For the fifth year, University of Toronto students in Mississauga will be among the costumed pack at your doorstep, but it won’t be treats they are asking for.
In its eighth year, Trick or Eat, is designed to get students and young people involved in fighting hunger issues throughout the country. Trick or Eat targets youth volunteers, ages 17-24 to collect non-perishable food, in costume on Halloween night.
University of Toronto student, Sunny Pathak, is no stranger to the Trick or Eat campaign. He has been involved for the past three years.
“I think that this is probably the most unique volunteer experience that you can find,” Pathak said. “You can’t really go knocking door to door for candy, but you can go door to door for those who need it.”
Last year, the University of Toronto’s Mississauga campus raised 750 pounds of food to donate to local food banks.
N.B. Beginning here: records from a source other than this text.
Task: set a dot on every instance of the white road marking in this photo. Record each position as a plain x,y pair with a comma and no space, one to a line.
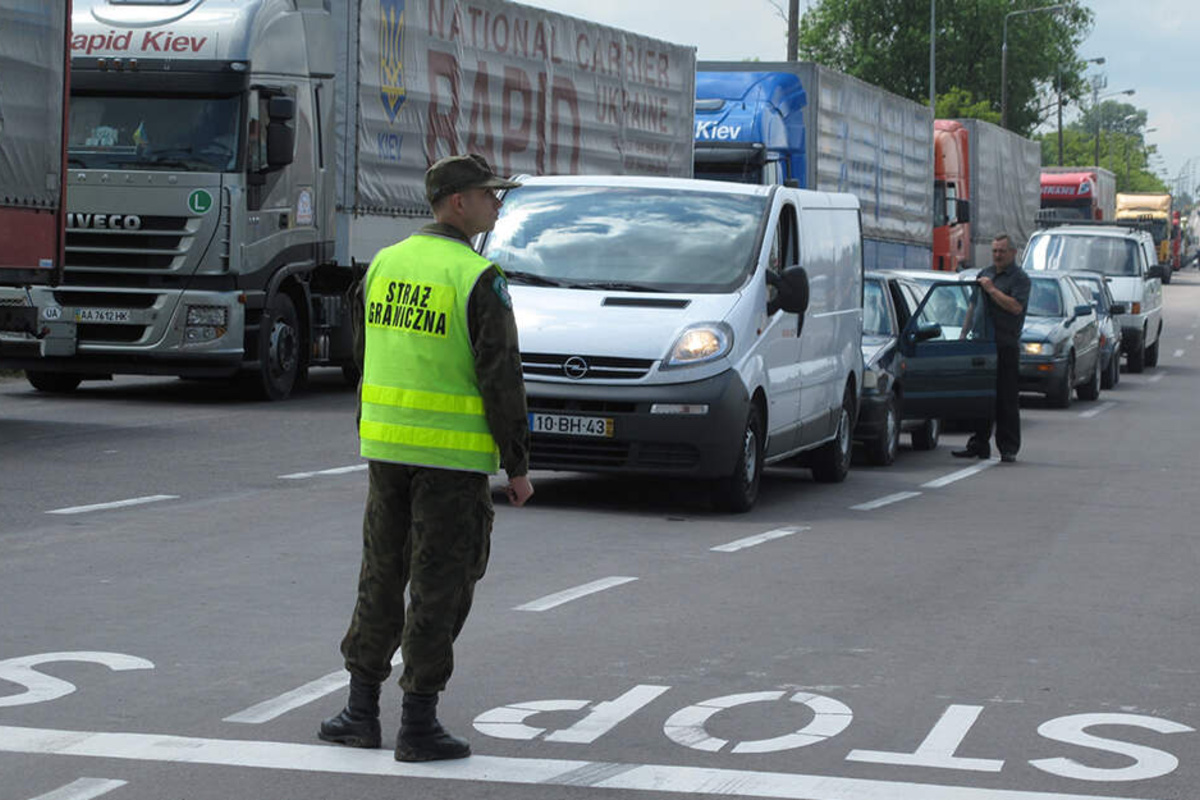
568,595
888,499
118,504
1099,409
946,480
493,769
750,541
336,470
298,697
85,788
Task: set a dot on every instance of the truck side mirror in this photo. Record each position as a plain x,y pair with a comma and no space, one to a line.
791,290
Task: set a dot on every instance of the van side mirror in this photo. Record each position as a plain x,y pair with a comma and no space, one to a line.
791,290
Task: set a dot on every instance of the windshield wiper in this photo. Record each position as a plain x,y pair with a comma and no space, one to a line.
516,276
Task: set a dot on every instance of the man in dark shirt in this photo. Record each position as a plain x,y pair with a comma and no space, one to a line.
1007,289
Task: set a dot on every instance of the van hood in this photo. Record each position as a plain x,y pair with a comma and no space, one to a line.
583,322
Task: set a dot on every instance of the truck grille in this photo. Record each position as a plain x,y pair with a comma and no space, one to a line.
591,366
155,246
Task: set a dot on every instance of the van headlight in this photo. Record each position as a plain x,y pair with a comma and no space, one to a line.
700,344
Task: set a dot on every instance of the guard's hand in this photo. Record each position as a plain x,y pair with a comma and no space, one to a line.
519,491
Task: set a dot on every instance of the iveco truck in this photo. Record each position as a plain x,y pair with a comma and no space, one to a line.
234,163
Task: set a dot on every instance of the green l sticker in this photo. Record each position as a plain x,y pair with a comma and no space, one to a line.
199,202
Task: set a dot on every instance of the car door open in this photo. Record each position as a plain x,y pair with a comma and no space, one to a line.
951,354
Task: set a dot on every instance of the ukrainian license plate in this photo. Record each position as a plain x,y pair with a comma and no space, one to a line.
571,426
103,316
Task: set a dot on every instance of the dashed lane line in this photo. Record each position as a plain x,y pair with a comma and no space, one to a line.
495,769
568,595
85,788
298,697
885,500
1099,409
750,541
946,480
117,504
336,470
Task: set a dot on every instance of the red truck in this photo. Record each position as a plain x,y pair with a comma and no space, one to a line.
35,68
985,182
1079,193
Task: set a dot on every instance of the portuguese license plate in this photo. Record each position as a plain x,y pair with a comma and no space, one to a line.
571,426
103,316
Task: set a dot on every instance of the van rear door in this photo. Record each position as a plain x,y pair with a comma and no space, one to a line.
949,353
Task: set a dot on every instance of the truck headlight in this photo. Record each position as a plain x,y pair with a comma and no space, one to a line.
701,344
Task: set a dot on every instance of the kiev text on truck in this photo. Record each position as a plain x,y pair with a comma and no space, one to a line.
235,163
813,127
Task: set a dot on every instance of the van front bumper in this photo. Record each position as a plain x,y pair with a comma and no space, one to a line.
669,444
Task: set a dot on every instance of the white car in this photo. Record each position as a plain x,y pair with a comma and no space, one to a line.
1125,256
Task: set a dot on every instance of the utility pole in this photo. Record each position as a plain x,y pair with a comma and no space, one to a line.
793,30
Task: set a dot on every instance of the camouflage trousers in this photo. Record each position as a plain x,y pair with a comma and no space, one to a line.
429,529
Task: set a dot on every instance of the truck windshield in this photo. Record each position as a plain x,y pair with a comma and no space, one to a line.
169,133
1105,254
622,238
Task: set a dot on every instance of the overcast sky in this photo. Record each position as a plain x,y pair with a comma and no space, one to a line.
1152,46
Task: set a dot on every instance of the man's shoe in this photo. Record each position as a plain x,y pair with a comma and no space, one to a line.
421,738
358,725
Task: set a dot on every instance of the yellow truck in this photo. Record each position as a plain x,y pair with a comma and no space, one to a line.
1156,209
This year, their goal is 1,000 pounds.
Communications and marketing officer for the Daily Bread Food Bank, Gabrielle Chackal appreciates how important it is to get youth involved in hunger issues.
“We depend on the entire community to fight hunger and ultimately end it,” she said. “Youth getting involved at a younger age in social issues throughout the community is extremely important for them and us.”
Pathak also sees the benefits of volunteering: “In terms of volunteership, it is great for those who want to give back to the community,” he said.
Although Halloween doesn’t fall within one of Daily Breads official food drives, Chackal is quick to point out that this doesn’t matter.
“Hunger doesn’t take a holiday. Those that go hungry or are struggling with poverty are doing it on a daily and monthly basis,” she said. “We do rely on community members and groups to run food drives and fun drives to help us raise money and the food we need.”
The Trick or Eat campaign is organized by Meal Exchange, which is a student founded organization designed to help fight hunger.
According to Dave Kranenburg, Executive director of Meal Exchange there are 52 locations across Canada participating.
“Last year we had about 4,500 students and we are estimating around 6,000 for this year,” he said. “There are lots of new locations and more people are always volunteering.”
Kranenburg also appreciates the uniqueness of the program. “Those involved are a little bit too old to go out and collect candy,” he said. “They still want to go out and have a great time.”
This year, in total, it is hoped that Trick or Eat will raise $350,000 worth of food, enough for 140,000 meals.
“Right now we are making sure that the community knows we are coming,” Kranenburg said. “We have volunteers out there putting notices on doors and making sure that people are ready to donate.”